Enviam apenas os livros?
No melhor dos casos enviam os livros. Eu já fiz algumas colaborações pagas, mas nunca com editoras. Já fiz colaborações pagas com livrarias, com empresas de entretenimento, mas nunca fiz com editoras. Não sei se é uma questão de budget ou se é uma questão de cultura, porque eu já trabalhei enquanto social media manager com empresas de beleza, hospitalidade, restauração, e há um interesse e um esforço dedicado a colaborar e a pagar criadores de conteúdo. Portanto, não sei se é a indústria que está um bocadinho tardia a acompanhar estas tendências, se será uma questão de tempo e, eventualmente, vai chegar a um ponto em que as pessoas conseguem fazer carreira como influencers neste nicho. Neste momento, não me parece possível, a menos que as pessoas façam dinheiro, por exemplo, em adsense no YouTube ou a serem pagas no Substack, porque o Substack é uma plataforma que permite subscrições pagas, que é uma coisa que, inclusive, eu já tive ativas. Portanto, há formas, mas não necessariamente diretamente através das empresas dos livros.

Os valores no Substack podem ser suficientemente bons para se considerar rentável?
Acho que é uma minoria que consegue viver do Substack. Há pessoas que vivem do Substack, pelo que eu percebi, especialmente escritores, jornalistas já estabelecidos que poderão ter saído de uma grande publicação para criarem o Substack deles e já têm uma audiência estabelecida. Não é impossível, mas os valores são, de facto, determinados pelo criador. Tu podes ter uma mensalidade ou as pessoas podem pagar uma subscrição anual com um desconto. Já é uma grande melhoria em comparação, por exemplo, com plataformas como o Instagram, que não têm nenhum tipo de pagamento.

Como é que olhas para este sucesso que os livros foram alcançando nas redes sociais ao longo dos últimos anos?
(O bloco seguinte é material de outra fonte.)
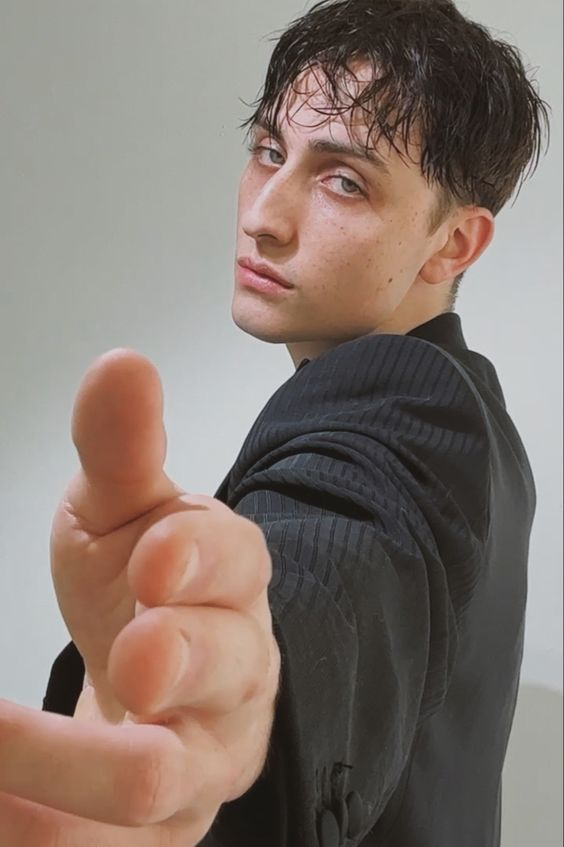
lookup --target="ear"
[419,206,495,285]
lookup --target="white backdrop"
[0,0,562,847]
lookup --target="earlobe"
[419,207,495,285]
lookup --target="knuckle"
[115,753,163,826]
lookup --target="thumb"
[65,348,185,535]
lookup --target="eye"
[331,175,366,197]
[247,141,367,197]
[247,141,281,165]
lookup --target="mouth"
[237,259,294,289]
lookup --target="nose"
[241,171,297,245]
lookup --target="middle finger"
[108,606,271,716]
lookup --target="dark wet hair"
[241,0,551,311]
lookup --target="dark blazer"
[44,313,536,847]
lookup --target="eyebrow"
[253,121,391,178]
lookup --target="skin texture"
[0,350,280,847]
[232,63,494,365]
[0,59,493,847]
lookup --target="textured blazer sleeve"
[203,335,489,847]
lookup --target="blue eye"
[247,142,366,197]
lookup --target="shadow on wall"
[501,684,563,847]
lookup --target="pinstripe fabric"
[44,314,536,847]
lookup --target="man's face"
[232,65,453,364]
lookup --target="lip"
[237,259,294,288]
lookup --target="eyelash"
[247,142,366,198]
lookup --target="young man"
[0,0,546,847]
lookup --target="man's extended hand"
[0,350,280,847]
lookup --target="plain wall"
[0,0,562,847]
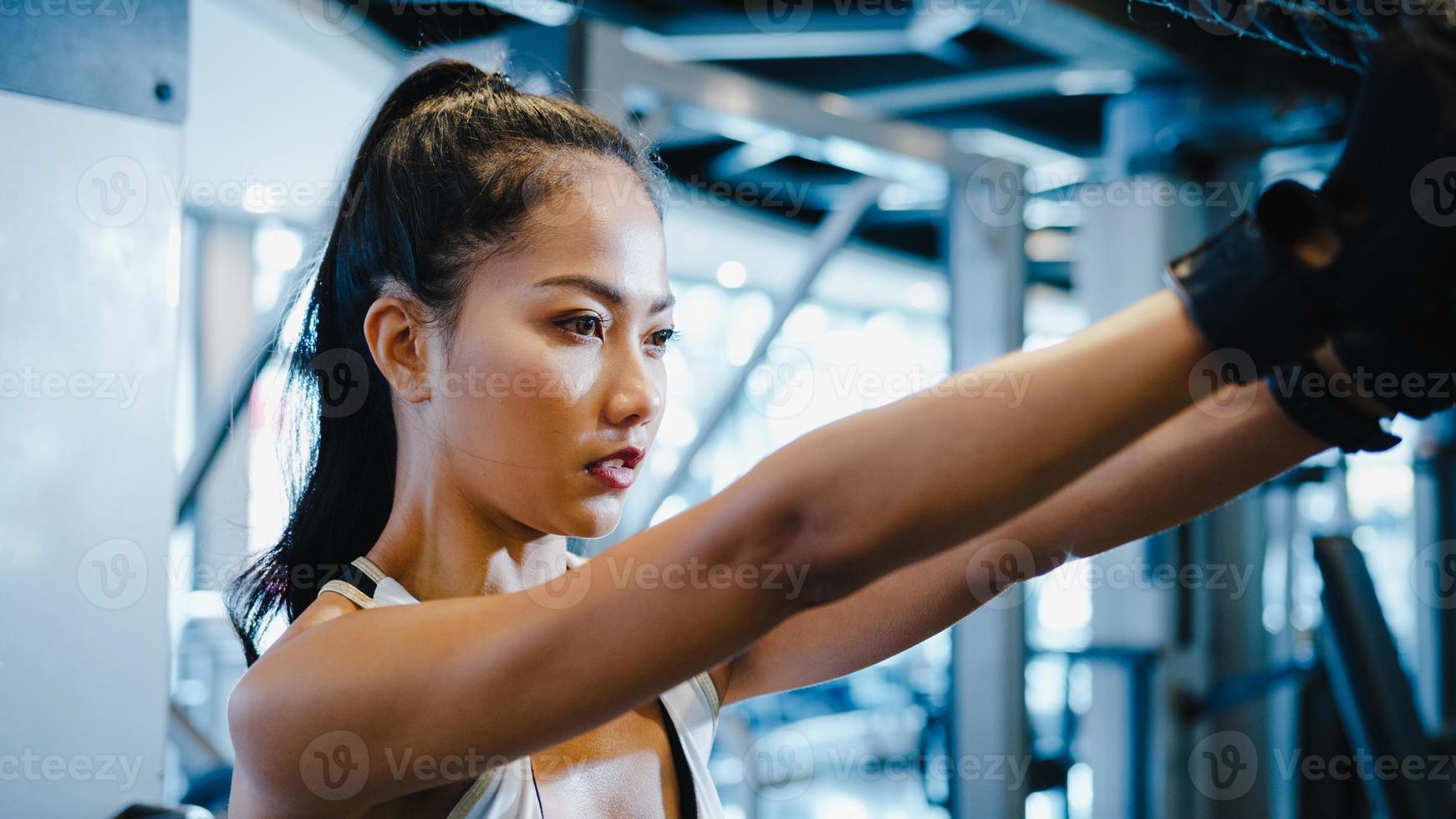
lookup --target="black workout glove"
[1163,183,1340,381]
[1268,14,1456,452]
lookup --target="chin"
[559,496,622,540]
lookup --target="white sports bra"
[318,552,724,819]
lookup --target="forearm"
[726,384,1326,701]
[768,292,1207,596]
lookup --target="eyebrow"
[536,277,677,313]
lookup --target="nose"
[603,343,663,426]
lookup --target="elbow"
[736,482,872,614]
[720,445,877,611]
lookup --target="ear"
[364,295,431,404]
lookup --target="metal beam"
[848,65,1134,116]
[626,176,889,531]
[583,20,987,173]
[980,2,1187,76]
[624,6,977,64]
[945,166,1031,819]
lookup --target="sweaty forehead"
[486,165,667,301]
Em parte, eu gosto de assumir que tive alguma coisa a ver com isso, eu e as pessoas que já lá estavam, porque a leitura, de facto, foi uma coisa que voltou e ganhou popularidade. E eu não sei bem de onde é que veio este boom. Quando eu entrei no Instagram, sentia que era uma comunidade muito mais fechada e íntima. Na altura, sinto que bookstagrams seguiam bookstagrams, era uma coisa muito fechada. Depois começou a abrir, em particular com o BookTok. Quando o BookTok surgiu, eu sinto que o bookstagram já estava muito maior, foi uma transição natural de plataformas, mas no início sinto que foi um grupo relativamente pequeno de contas que acabou por contribuir para esta popularidade dos livros. Não consigo, agora de imediato, criar uma relação, por exemplo, com outra indústria ou com alguma influência externa que pudesse ter ajudado. Talvez certas editoras tenham estado atentas logo a esse início e tenham feito um esforço maior para posicionar os livros de outra forma. Não sei, mas sinto que definitivamente o BookTok nasceu do bookstagram, isso sem dúvida nenhuma. E depois tornou-se o seu próprio fenómeno.

Este aumento de popularidade dos livros no digital só traz vantagens ou trouxe também desvantagens?
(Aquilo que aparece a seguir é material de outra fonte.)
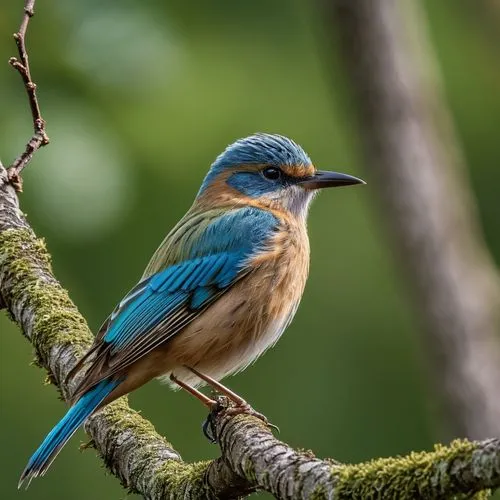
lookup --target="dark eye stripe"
[262,167,281,181]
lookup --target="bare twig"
[8,0,49,191]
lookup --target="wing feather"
[73,207,278,397]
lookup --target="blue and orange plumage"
[20,134,362,484]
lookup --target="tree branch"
[0,158,500,500]
[0,0,500,500]
[8,0,50,191]
[324,0,500,438]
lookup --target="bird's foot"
[202,396,280,443]
[201,396,229,444]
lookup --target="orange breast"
[163,220,309,385]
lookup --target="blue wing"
[69,207,279,394]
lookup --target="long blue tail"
[19,380,122,488]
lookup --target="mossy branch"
[0,165,500,500]
[0,0,500,500]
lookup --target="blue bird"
[20,134,364,485]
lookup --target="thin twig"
[8,0,49,191]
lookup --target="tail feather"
[18,380,122,488]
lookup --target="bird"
[19,133,365,486]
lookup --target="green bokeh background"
[0,0,500,500]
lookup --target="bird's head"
[198,133,364,217]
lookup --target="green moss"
[332,440,484,500]
[0,229,93,365]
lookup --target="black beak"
[298,170,366,189]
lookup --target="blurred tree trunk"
[323,0,500,438]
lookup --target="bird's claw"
[202,396,280,444]
[201,396,228,444]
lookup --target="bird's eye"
[262,167,281,181]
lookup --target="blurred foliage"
[0,0,500,500]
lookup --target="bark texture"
[324,0,500,439]
[0,165,500,500]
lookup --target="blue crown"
[200,133,312,193]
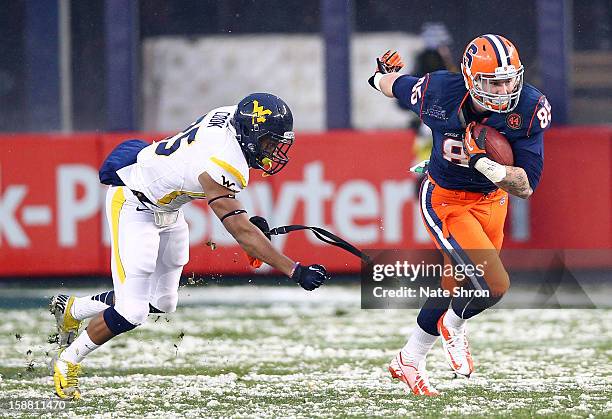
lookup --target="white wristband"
[474,157,506,183]
[374,73,384,92]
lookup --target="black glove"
[244,215,272,269]
[291,263,329,291]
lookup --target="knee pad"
[103,307,136,336]
[152,293,178,313]
[417,297,451,336]
[114,300,149,327]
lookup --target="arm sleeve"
[392,74,430,117]
[512,131,544,191]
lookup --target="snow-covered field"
[0,286,612,418]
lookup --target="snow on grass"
[0,286,612,417]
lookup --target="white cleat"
[389,352,440,396]
[438,313,474,378]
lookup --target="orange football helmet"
[461,34,523,112]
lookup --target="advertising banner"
[0,128,612,276]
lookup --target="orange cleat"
[438,313,474,378]
[389,352,440,396]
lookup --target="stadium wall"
[0,127,612,277]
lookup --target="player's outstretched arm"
[198,172,328,291]
[368,50,404,97]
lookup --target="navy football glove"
[291,263,329,291]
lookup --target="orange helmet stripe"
[483,35,510,67]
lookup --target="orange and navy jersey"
[393,71,551,193]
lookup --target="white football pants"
[106,186,189,325]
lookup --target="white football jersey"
[117,106,249,211]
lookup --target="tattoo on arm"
[496,166,533,199]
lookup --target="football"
[472,124,514,166]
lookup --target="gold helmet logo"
[251,100,272,125]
Enquanto criadora, não sinto que hajam desvantagens. Enquanto consumidora, vejo desvantagens. Em particular vejo uma tendência que as pessoas têm a pensar em grupo, de avaliar livros em grupo, o que não encoraja necessariamente pensamento crítico individual. Sinto que isso também é uma consequência da internet em geral e de estarmos constantemente conectados. O hábito de leitura nem sempre se traduz com uma certa habilidade que seria necessária para as pessoas pensarem por elas mesmas e tirarem as próprias conclusões. É aquilo que chamamos de mob mentality. O que eu vejo é, por exemplo, muitos livros a serem criticados ou cancelados por certos elementos que não foram bem analisados pelo público. Sinto que as pessoas saltam muito rapidamente para conclusões, mas sinto que é uma consequência mais de estarmos online do que de lermos. Acho que devemos ler mais e estar menos online.